In the past, I've been my own harshest critic. I've seen pictures of myself that other people have described as beautiful and thought, 'Urgh, I look vile'. I have picked apart the tiniest details of myself. I've untagged myself in things because my eyes weren't open wide enough or my arm looked squishy. Seriously, ridiculous little things.
When Jack made my edit of the the Winter Lookbook, I didn't ask for a single change. There are bits of it that I mentally flagged to myself, but then I thought, 'that's just my face', or, 'that's just what my body looks like when it jumps off a tractor' and felt alright really. It's marvellous what rational acceptance can do for a girl.
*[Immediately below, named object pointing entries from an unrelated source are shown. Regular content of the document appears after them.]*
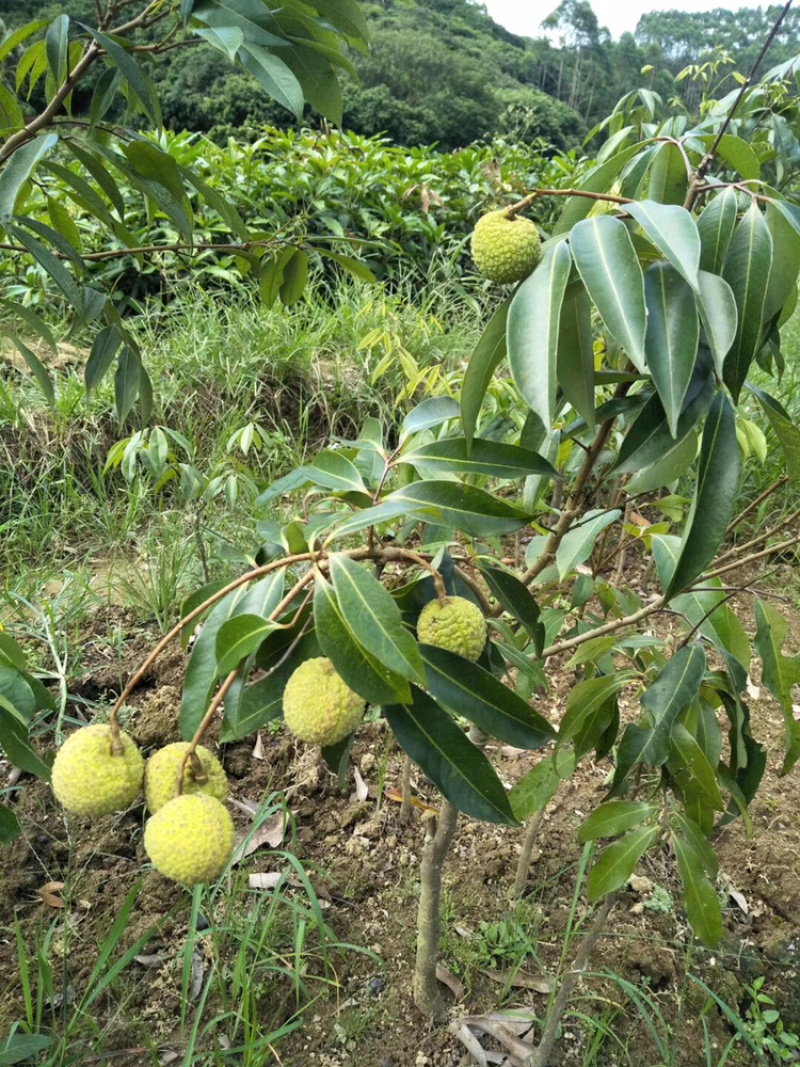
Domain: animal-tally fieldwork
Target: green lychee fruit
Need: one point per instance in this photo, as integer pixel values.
(505, 250)
(319, 707)
(190, 839)
(89, 779)
(161, 775)
(453, 623)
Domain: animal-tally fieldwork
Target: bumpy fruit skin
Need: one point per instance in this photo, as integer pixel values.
(505, 250)
(89, 780)
(161, 775)
(453, 623)
(190, 839)
(319, 707)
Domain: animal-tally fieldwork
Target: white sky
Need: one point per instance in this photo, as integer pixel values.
(618, 16)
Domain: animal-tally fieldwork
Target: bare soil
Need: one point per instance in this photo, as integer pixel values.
(364, 863)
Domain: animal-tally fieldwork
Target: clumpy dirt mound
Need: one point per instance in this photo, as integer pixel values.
(66, 878)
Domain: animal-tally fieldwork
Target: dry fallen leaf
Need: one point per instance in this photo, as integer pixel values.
(48, 894)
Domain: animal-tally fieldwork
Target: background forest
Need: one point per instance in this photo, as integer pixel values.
(444, 72)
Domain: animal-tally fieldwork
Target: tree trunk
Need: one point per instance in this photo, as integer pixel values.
(437, 843)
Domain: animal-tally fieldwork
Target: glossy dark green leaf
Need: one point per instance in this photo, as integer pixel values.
(516, 600)
(779, 672)
(650, 440)
(616, 863)
(674, 233)
(36, 367)
(239, 637)
(532, 331)
(614, 817)
(365, 674)
(470, 510)
(714, 504)
(373, 618)
(687, 762)
(575, 356)
(19, 168)
(488, 354)
(16, 746)
(668, 176)
(716, 224)
(536, 789)
(460, 770)
(700, 897)
(492, 458)
(429, 413)
(787, 433)
(467, 689)
(672, 337)
(747, 270)
(719, 316)
(608, 265)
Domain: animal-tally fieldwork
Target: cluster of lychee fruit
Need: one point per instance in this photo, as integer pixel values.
(189, 837)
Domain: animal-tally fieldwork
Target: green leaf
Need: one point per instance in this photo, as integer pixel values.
(365, 674)
(607, 263)
(37, 368)
(707, 609)
(747, 270)
(429, 413)
(18, 169)
(575, 356)
(672, 337)
(590, 707)
(140, 84)
(126, 381)
(467, 689)
(239, 637)
(532, 331)
(700, 897)
(516, 599)
(537, 787)
(10, 829)
(687, 763)
(719, 316)
(673, 232)
(473, 511)
(14, 743)
(779, 672)
(715, 495)
(617, 862)
(716, 225)
(493, 458)
(650, 440)
(614, 817)
(373, 618)
(578, 543)
(787, 433)
(738, 155)
(460, 770)
(489, 352)
(273, 76)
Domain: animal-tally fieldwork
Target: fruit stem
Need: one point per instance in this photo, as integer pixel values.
(212, 707)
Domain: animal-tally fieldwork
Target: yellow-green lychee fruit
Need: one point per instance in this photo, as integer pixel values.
(89, 779)
(161, 775)
(453, 623)
(505, 250)
(190, 839)
(319, 707)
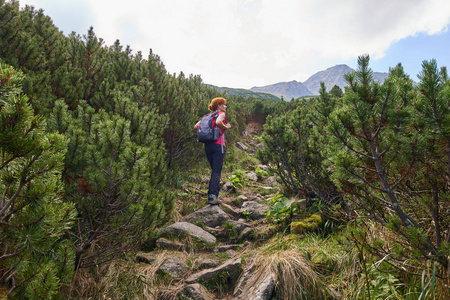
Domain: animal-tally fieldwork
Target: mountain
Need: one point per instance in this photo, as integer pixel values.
(245, 93)
(287, 90)
(331, 77)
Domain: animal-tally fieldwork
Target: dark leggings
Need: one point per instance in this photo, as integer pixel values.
(215, 154)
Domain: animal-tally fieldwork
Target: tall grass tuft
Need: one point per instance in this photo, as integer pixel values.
(295, 275)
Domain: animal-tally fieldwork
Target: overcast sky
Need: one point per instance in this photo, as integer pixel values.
(246, 43)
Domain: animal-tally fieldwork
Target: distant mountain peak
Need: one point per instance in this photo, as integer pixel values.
(332, 76)
(287, 90)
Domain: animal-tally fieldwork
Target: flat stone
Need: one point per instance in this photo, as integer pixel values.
(163, 243)
(211, 215)
(248, 234)
(146, 258)
(183, 229)
(174, 267)
(195, 291)
(256, 210)
(231, 266)
(207, 263)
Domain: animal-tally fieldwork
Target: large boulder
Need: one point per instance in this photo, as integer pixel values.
(183, 229)
(210, 215)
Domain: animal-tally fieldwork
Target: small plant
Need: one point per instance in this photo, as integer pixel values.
(230, 229)
(261, 174)
(247, 215)
(238, 178)
(283, 210)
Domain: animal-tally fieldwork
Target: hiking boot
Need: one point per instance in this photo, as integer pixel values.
(214, 200)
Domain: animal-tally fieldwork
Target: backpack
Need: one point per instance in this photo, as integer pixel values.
(208, 132)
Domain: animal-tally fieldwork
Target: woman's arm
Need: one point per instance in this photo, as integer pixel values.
(220, 122)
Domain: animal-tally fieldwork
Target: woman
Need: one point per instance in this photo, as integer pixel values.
(215, 151)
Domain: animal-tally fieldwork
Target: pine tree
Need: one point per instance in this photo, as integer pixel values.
(35, 259)
(374, 155)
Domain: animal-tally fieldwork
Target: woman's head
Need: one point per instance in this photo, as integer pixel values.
(216, 102)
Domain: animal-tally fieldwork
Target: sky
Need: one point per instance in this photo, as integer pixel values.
(247, 43)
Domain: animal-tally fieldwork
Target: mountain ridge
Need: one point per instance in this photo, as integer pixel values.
(295, 89)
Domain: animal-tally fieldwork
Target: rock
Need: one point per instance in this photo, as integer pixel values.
(310, 224)
(248, 234)
(257, 198)
(254, 209)
(183, 229)
(146, 258)
(173, 266)
(252, 176)
(259, 287)
(195, 291)
(232, 267)
(225, 248)
(231, 253)
(241, 146)
(263, 167)
(228, 187)
(163, 243)
(241, 199)
(211, 215)
(271, 181)
(239, 225)
(230, 210)
(207, 263)
(255, 285)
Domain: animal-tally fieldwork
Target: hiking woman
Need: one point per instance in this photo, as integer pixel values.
(215, 151)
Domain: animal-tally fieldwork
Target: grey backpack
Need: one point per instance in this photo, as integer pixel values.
(208, 131)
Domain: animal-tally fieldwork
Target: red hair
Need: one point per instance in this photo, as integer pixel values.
(216, 102)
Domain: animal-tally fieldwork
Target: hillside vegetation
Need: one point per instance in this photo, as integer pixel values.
(98, 157)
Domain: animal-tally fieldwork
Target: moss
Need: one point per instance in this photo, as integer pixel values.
(309, 224)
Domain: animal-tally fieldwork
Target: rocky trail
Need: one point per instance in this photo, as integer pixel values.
(207, 254)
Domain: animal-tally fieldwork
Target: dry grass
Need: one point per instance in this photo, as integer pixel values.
(126, 280)
(295, 275)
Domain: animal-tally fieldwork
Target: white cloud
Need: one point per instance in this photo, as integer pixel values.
(243, 43)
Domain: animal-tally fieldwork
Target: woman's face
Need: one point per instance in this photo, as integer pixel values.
(222, 107)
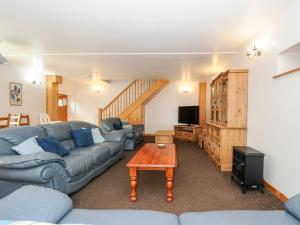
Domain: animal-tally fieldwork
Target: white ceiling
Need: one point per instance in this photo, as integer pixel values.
(118, 39)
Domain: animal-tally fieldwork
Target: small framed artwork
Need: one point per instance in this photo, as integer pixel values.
(15, 94)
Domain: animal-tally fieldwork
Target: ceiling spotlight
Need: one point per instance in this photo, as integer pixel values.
(3, 60)
(253, 52)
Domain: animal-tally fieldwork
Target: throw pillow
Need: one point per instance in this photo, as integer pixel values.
(292, 206)
(51, 144)
(82, 137)
(97, 137)
(28, 146)
(117, 125)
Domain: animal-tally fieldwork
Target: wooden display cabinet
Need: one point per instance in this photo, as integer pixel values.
(228, 117)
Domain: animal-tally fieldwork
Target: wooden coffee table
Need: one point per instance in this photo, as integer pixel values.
(164, 136)
(151, 157)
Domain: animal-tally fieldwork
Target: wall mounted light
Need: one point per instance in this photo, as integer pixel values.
(186, 89)
(3, 60)
(36, 82)
(253, 52)
(97, 89)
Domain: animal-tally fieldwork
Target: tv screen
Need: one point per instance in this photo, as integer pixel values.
(188, 115)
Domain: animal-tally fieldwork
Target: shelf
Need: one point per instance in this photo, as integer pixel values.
(286, 72)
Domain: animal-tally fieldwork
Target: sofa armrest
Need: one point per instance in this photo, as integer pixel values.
(115, 135)
(139, 127)
(30, 160)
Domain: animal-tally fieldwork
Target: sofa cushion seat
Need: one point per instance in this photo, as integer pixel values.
(119, 217)
(240, 217)
(114, 147)
(17, 135)
(100, 153)
(61, 131)
(35, 203)
(77, 164)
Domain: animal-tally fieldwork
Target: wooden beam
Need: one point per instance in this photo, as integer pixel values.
(286, 72)
(278, 194)
(202, 104)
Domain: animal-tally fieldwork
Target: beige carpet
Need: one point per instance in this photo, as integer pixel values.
(198, 186)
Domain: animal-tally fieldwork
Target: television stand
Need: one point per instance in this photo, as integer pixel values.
(187, 133)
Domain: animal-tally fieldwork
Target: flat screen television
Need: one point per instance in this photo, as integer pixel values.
(188, 115)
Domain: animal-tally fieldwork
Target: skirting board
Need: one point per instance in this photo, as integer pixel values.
(149, 135)
(278, 194)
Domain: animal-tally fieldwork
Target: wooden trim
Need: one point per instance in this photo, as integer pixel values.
(111, 102)
(286, 72)
(278, 194)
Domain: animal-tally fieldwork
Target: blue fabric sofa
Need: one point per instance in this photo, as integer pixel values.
(67, 174)
(47, 205)
(134, 133)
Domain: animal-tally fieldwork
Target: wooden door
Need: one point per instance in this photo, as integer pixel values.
(62, 107)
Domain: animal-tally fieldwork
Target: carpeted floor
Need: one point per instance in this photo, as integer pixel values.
(198, 186)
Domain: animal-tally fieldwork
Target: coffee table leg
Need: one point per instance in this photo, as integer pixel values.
(169, 184)
(133, 184)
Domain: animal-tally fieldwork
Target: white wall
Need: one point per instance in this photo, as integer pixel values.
(33, 96)
(161, 113)
(84, 102)
(273, 104)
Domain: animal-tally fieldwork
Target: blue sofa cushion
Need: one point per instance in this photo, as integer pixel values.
(68, 144)
(80, 124)
(35, 203)
(292, 206)
(119, 217)
(50, 144)
(115, 147)
(239, 217)
(82, 137)
(17, 135)
(61, 131)
(117, 124)
(100, 153)
(77, 164)
(6, 148)
(107, 125)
When you think of the 7 billion people on the planet and all their blemishes or wrinkles or squashy bits or cellulite, you quickly realise you're fine. Your body is just one in 7 billion. You aren't unpleasant or ugly and you don't stand out in any negative fashion, you're just one of the crowd. I find that so comforting.
I've always been generally confident with my appearance but lately I have felt a great sense of calm over the matter. I look at my face and see all the things I didn't love before (laughter lines, always slightly uneven eyebrows, super rosy cheeks) and just think, 'Hello little bits of me'. As I feel calmer, I feel happier. As I feel happier, I think I look better. As I look better, I feel more confident. See what's happening? A very positive cycle of loveliness. (Even if it is slightly superficial).
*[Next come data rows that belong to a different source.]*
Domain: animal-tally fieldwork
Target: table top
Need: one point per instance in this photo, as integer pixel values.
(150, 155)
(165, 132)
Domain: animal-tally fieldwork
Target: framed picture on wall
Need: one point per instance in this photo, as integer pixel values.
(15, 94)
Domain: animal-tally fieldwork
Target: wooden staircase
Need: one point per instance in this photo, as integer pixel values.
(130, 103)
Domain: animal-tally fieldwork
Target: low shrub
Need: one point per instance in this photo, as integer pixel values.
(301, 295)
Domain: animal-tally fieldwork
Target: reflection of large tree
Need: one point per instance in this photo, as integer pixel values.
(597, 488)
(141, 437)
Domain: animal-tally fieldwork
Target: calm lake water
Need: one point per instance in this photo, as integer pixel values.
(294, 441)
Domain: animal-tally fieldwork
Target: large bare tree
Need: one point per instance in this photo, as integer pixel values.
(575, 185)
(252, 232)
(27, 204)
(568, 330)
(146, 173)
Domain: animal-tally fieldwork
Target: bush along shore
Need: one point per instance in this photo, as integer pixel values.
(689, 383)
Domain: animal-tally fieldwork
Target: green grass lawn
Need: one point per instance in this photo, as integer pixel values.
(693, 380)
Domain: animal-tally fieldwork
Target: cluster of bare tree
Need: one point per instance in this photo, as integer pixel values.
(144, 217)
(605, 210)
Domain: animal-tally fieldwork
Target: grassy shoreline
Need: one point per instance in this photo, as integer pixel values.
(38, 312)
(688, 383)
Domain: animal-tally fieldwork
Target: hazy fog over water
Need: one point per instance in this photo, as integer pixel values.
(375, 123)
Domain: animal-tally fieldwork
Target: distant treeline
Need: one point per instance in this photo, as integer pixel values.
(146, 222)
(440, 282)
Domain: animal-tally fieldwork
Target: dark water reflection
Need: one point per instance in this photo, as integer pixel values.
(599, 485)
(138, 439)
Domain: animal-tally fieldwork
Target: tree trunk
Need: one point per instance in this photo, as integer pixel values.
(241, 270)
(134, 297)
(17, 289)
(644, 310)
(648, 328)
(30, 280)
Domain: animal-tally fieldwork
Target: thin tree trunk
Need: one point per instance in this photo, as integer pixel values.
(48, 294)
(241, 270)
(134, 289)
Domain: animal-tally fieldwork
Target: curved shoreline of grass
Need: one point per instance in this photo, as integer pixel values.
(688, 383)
For this week's homework I would urge you to look in the mirror or at a photo of yourself. Take note of all your bibbits and bobbits and have a good think. Are they really an issue or are they just little bits of yourself that do no harm and are what make you unique?
When I think about all the most beautiful people in my life (My Mama in Heaven, my little girl, my friend Marie), I don't even for a nanosecond think about frizzy hair or blemished skin or wobbly thighs, their beauty just shines out and captivates me. Let yours do the same.